<
>

Why the Giants need to add an offensive tackle before the draft

The New York Giants have a little over a month to find a dependable offensive tackle. That is the way they need to look at it unless they are content with quarterback Eli Manning being clamped from the edges on an exorbitantly high number of dropbacks.

The Giants started Ereck Flowers and Bobby Hart at tackle for most of last season. It didn’t work out well. Flowers struggled, and Hart, a seventh-round pick in 2015, was up-and-down in his first year as a starter. They allowed 105 pressures combined, according to Pro Football Focus. It contributed to an offensive regression that saw the Giants score almost a touchdown less per game than the previous season.

In order to avoid a repeat, free agency or trade is the logical route. The Giants need to find a proven tackle before the draft in order to prevent another season of offensive struggles.

The reasoning is simple. Timing and talent demand it. The Giants own the 23rd pick in the first round. They can’t wait until then to find a solution, especially in the current climate.

This draft is thin at offensive tackle, with no top-10 pick believed to be among the bunch. Alabama’s Cam Robinson, Utah’s Garett Bolles and Wisconsin’s Ryan Ramczyk are expected to be the only first-rounders, and depending on who you talk to, even they might not be worth it. Robinson has off-the-field troubles and strange mental lapses on his resume. Some insiders also believe Ramczyk will tumble in the draft because of his health (hips) and limited playing experience.

So what if the offensive tackle the Giants actually like is off the board by the time they select at No. 23? Is it back to Flowers and Hart, without any contingency plan?

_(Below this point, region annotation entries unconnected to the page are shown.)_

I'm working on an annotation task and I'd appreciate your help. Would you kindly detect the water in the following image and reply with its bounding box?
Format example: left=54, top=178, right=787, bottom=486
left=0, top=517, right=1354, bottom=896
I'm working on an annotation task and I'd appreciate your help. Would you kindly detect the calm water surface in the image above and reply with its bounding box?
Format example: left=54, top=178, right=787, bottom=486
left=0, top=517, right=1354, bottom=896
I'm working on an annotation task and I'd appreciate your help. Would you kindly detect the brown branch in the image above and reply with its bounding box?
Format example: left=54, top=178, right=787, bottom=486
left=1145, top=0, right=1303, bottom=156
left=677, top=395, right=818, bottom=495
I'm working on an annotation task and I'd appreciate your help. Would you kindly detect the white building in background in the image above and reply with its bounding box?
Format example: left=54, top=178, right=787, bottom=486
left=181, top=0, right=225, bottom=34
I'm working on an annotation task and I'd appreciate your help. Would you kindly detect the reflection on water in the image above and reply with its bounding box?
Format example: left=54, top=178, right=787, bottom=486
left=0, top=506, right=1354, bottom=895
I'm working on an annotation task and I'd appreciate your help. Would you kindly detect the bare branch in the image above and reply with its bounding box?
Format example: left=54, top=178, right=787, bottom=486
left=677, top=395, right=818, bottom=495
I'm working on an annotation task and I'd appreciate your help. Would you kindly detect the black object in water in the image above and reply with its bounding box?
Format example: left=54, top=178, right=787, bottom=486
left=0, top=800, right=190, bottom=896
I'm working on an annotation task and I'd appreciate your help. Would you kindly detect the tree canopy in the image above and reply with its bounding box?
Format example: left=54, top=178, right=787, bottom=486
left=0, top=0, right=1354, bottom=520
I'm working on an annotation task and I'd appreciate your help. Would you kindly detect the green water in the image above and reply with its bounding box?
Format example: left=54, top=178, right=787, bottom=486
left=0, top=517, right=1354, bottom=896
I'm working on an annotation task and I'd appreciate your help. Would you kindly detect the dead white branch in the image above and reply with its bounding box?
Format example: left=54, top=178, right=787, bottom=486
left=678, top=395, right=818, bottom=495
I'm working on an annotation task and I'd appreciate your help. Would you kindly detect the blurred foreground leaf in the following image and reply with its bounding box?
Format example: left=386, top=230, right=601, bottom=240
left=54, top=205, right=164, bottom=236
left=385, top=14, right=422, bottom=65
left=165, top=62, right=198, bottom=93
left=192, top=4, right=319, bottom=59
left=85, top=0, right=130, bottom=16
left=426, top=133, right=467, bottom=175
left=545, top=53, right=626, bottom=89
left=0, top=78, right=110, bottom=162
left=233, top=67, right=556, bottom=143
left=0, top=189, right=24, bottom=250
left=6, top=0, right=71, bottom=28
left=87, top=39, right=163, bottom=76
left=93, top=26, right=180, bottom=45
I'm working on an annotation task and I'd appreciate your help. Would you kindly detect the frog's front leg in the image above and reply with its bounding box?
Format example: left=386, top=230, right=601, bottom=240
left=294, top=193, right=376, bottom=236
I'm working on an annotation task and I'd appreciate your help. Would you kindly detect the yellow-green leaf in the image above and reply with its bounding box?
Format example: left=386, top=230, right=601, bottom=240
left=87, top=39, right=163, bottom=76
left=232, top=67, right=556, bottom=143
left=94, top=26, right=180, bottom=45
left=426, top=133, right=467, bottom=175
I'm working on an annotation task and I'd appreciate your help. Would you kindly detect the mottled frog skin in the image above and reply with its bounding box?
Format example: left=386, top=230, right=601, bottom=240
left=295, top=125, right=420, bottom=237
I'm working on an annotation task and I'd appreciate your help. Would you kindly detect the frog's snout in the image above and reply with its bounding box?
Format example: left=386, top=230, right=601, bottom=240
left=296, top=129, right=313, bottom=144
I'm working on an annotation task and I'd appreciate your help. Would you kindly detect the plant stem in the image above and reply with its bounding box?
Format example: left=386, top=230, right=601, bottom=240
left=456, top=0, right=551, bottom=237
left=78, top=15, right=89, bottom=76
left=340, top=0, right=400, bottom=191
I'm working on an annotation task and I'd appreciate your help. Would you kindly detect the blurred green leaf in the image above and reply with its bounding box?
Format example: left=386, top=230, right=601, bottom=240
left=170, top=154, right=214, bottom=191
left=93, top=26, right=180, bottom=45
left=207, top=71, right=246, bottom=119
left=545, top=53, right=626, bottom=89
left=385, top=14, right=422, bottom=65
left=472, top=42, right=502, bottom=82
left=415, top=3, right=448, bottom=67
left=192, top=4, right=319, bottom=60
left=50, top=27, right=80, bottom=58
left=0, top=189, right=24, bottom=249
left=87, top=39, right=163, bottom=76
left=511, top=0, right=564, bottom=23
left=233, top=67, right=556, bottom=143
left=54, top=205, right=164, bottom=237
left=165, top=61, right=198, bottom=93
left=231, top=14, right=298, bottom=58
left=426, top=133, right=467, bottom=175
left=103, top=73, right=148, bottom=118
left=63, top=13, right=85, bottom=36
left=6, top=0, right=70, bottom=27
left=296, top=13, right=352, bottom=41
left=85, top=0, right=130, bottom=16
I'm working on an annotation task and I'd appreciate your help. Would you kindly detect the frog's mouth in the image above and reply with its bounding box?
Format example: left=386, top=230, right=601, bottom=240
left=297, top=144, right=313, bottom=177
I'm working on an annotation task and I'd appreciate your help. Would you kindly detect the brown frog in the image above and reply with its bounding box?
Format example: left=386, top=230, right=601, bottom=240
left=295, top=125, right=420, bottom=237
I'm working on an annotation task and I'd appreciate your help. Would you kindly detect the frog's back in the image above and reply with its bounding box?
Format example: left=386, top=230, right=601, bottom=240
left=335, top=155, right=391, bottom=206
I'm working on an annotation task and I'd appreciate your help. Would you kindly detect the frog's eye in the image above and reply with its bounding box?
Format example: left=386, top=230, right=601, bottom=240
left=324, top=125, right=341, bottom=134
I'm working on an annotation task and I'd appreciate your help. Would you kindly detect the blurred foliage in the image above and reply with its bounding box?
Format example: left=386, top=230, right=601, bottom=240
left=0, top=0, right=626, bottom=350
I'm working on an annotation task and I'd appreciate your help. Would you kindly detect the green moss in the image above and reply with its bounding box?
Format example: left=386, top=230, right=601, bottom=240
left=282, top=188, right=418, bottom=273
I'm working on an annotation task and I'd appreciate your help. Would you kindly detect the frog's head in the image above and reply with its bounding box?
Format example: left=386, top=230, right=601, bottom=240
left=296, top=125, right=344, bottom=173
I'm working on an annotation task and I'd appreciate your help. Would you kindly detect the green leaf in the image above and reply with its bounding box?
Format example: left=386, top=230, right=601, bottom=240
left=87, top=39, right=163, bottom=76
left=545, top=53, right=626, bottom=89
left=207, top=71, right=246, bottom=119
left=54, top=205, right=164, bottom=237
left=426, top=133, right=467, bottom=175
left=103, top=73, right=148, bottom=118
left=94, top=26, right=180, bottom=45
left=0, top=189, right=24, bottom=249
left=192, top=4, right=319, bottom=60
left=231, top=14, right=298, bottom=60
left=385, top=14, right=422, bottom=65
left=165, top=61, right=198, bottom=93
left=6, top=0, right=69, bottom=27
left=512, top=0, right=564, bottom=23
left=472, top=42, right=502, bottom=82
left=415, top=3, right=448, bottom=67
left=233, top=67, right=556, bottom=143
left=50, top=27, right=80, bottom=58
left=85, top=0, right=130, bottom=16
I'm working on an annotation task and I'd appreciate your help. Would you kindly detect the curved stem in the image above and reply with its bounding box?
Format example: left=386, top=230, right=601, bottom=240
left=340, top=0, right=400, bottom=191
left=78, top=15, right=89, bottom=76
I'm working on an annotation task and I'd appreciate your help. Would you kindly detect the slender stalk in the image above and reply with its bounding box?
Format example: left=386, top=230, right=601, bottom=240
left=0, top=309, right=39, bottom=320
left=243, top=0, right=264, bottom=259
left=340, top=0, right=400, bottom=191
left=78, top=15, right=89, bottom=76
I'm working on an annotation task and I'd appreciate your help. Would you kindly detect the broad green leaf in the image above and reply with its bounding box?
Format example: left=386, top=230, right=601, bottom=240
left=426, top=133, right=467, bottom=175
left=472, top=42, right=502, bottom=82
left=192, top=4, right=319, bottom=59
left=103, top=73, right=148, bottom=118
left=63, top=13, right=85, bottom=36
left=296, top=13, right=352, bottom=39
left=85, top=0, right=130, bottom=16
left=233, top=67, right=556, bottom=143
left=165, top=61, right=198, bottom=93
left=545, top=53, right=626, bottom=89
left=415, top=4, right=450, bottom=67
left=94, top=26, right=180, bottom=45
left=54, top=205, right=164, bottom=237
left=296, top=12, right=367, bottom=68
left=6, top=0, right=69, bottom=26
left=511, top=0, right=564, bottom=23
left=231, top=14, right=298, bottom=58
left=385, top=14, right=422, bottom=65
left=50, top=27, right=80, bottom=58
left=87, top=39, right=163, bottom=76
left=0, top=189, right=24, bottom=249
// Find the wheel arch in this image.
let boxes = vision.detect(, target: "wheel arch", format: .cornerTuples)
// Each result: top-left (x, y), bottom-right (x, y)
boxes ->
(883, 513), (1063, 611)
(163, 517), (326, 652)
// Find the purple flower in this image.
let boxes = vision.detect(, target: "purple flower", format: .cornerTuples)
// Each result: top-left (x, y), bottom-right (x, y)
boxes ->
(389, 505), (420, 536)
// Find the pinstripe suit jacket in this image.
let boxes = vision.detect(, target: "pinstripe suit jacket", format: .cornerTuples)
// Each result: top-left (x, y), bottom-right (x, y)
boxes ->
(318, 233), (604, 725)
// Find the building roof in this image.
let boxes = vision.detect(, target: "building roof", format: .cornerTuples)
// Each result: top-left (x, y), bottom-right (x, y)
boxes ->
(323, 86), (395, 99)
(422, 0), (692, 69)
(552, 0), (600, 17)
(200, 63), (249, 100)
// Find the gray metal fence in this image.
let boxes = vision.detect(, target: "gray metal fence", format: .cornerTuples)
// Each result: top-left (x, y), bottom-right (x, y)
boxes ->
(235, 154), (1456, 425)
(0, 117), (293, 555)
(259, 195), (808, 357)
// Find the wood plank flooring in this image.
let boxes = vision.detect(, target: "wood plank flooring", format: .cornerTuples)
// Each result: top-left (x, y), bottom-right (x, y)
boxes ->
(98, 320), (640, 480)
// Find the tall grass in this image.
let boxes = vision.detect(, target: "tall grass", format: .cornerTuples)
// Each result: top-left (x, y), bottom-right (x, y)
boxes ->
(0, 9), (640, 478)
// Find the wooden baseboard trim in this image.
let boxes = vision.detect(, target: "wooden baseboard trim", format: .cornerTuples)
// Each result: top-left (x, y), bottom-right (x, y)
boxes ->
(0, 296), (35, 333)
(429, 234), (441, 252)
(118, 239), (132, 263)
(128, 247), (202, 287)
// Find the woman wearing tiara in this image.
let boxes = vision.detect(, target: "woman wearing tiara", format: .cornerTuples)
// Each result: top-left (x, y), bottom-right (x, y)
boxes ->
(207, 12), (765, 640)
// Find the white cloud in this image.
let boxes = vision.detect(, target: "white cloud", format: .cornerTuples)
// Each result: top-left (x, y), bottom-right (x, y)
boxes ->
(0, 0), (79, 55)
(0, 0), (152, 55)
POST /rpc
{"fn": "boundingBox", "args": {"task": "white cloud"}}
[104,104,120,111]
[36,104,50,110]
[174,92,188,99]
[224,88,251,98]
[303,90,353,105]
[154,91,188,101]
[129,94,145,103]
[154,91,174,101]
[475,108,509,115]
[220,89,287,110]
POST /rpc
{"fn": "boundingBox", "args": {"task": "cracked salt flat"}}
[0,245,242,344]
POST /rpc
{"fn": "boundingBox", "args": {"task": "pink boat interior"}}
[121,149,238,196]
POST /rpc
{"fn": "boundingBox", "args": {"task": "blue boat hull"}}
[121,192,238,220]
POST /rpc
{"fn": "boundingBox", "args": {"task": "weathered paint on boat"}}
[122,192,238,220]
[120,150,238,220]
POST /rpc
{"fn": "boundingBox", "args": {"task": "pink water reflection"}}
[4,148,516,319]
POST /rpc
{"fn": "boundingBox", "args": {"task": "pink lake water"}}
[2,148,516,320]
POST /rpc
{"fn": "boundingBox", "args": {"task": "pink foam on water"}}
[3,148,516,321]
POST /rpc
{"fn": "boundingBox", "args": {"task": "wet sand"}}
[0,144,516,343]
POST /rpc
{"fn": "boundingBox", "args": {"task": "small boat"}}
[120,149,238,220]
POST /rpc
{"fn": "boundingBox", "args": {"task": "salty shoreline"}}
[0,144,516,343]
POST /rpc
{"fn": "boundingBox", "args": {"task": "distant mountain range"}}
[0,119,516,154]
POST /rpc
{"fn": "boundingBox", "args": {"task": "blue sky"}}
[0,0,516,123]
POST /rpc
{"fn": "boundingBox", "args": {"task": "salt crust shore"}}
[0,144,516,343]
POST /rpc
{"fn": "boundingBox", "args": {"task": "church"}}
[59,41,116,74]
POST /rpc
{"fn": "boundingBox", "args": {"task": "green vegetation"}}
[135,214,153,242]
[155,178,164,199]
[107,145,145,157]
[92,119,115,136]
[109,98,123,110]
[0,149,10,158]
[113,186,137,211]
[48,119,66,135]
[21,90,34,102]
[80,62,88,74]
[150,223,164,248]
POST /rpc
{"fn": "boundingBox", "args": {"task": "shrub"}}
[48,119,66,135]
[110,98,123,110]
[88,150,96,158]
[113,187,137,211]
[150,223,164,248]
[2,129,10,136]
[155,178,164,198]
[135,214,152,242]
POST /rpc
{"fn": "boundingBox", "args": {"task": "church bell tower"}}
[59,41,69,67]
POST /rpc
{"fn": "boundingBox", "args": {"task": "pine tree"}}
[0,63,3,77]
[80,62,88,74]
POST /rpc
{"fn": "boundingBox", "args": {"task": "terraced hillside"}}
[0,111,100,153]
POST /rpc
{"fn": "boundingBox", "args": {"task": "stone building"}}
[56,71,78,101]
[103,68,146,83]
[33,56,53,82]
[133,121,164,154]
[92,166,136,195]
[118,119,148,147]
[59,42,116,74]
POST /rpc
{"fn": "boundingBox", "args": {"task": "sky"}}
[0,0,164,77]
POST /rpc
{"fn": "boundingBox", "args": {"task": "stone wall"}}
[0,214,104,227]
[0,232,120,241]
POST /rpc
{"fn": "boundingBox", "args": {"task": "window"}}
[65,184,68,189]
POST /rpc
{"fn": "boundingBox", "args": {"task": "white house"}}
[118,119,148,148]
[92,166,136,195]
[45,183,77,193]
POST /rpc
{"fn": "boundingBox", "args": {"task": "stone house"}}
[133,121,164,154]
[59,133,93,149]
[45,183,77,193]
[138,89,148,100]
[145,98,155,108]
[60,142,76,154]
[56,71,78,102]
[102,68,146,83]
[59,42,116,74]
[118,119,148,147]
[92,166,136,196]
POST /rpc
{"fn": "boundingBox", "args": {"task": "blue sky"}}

Free agency begins on March 9. The draft's first round is seven weeks later on April 27. If the Giants wait until the draft and come up empty, they will be out of luck. All the true viable tackle options will be long gone.

That’s why it’s mandatory for the Giants to cover their butts in free agency, which begins in a little less than a month. The top free agent tackles are Cincinnati’s Andrew Whitworth, Baltimore’s Ricky Wagner and Detroit’s Riley Reiff. They’re clear-cut starting-caliber players. After that, it’s a crapshoot.

If the Giants whiff on those three or any potential salary-cap casualties, they may be forced to seriously explore the trade market. Cleveland’s Joe Thomas and San Francisco’s Joe Staley are two names that were discussed at last year’s trade deadline, although those talks never became serious.

A trade could prove costly, but the Giants aren’t in position to be passive with their pursuit of a proven offensive tackle like they were last offseason, when they poked and prodded but fell short on their targets in part because of their desire to keep Flowers at left tackle. At least that appears less certain now. The Giants seem open to moving and trying Flowers elsewhere rather than having him being tasked with protecting Manning’s blindside.

“We will evaluate that,” general manager Jerry Reese conceded after the season. “Is he the left tackle? Should he be in a different position? We will evaluate that. But I do think that he is a big, strong kid who has a chance to be a really good player, so I still believe he has a chance to be a good player.”

There is still a chance. The door is not shut on Flowers yet. Still, it doesn’t make sense for the Giants to head into ’17 with Flowers and Hart as their likely starting tackle combination. They would be better suited to have one known quantity and have Flowers and Hart compete for the other job. Throwing another rookie in the mix (possibly not even from the first round) would be too risky a plan to protect an aging Manning.

More than ever, Manning needs supreme protection, especially from the edges. He was never considered mobile, but at 36 he’s even less fleet of foot than ever. That was apparent this past season when Manning had trouble navigating the pocket with consistency and any sort of elusiveness. Instead, he was seemingly stuck in his spot and throwing hurriedly off his back foot or throwing balls away when the pressure came continuously.

At this stage of his career, Manning isn’t going to magically become more mobile. The Giants’ best bet is to improve his protection, and signing or drafting a top guard will only do so much if it’s Flowers and Hart again doing the protecting on the edges. The only logical play is for Reese to find a proven tackle in free agency or via trade. He has a month to get something done.